In an orthocentric tetrahedron the four altitudes are concurrent. This common point is called the tetrahedron orthocenter (a generalization of the orthocenter of a triangle). It has the property that it is the symmetric point of the center of the circumscribed sphere with respect to the centroid. Hence the orthocenter coincides with the Monge point of the tetrahedron.

==Characterizations==
All tetrahedra can be inscribed in a parallelepiped. A tetrahedron is orthocentric if and only if its circumscribed parallelepiped is a rhombohedron.
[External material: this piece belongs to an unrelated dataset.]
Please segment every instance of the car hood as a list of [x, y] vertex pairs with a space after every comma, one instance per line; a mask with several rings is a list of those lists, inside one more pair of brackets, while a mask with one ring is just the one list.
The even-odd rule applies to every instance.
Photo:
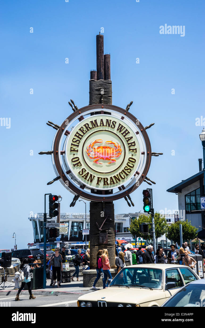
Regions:
[[163, 289], [125, 287], [108, 287], [80, 296], [78, 300], [105, 301], [107, 302], [140, 304], [164, 297]]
Indeed, in any tetrahedron, a pair of opposite edges is perpendicular if and only if the corresponding faces of the circumscribed parallelepiped are rhombi. If four faces of a parallelepiped are rhombi, then all edges have equal lengths and all six faces are rhombi; it follows that if two pairs of opposite edges in a tetrahedron are perpendicular, then so is the third pair, and the tetrahedron is orthocentric.
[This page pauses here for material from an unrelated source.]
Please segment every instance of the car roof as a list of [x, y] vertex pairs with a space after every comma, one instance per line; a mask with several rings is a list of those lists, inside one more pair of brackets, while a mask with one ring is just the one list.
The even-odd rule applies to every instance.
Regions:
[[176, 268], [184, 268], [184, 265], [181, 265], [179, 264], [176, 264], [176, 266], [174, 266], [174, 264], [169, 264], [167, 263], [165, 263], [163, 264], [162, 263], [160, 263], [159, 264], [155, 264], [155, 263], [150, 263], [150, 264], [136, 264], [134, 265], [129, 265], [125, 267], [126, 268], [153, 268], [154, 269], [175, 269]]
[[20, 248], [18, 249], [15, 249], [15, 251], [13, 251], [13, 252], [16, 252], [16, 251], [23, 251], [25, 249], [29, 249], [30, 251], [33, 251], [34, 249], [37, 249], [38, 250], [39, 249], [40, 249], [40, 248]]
A tetrahedron ABCD is orthocentric if and only if the sum of the squares of opposite edges is the same for the three pairs of opposite edges:

$\overline{AB}^2 + \overline{CD}^2 = \overline{AC}^2 + \overline{BD}^2 = \overline{AD}^2 + \overline{BC}^2.$

Another necessary and sufficient condition for a tetrahedron to be orthocentric is that its three bimedians have equal length.

==Volume==
The characterization regarding the edges implies that if only four of the six edges of an orthocentric tetrahedron are known, the remaining two can be calculated as long as they are not opposite to each other. Therefore the volume of an orthocentric tetrahedron can be expressed in terms of four edges a, b, c, d. The formula is

$V=\frac{1}{6}\sqrt{4(c^2+d^2)s(s-a)(s-b)(s-c)-a^2b^2c^2}$

where c and d are opposite edges, and $s=\tfrac{1}{2}(a+b+c)$.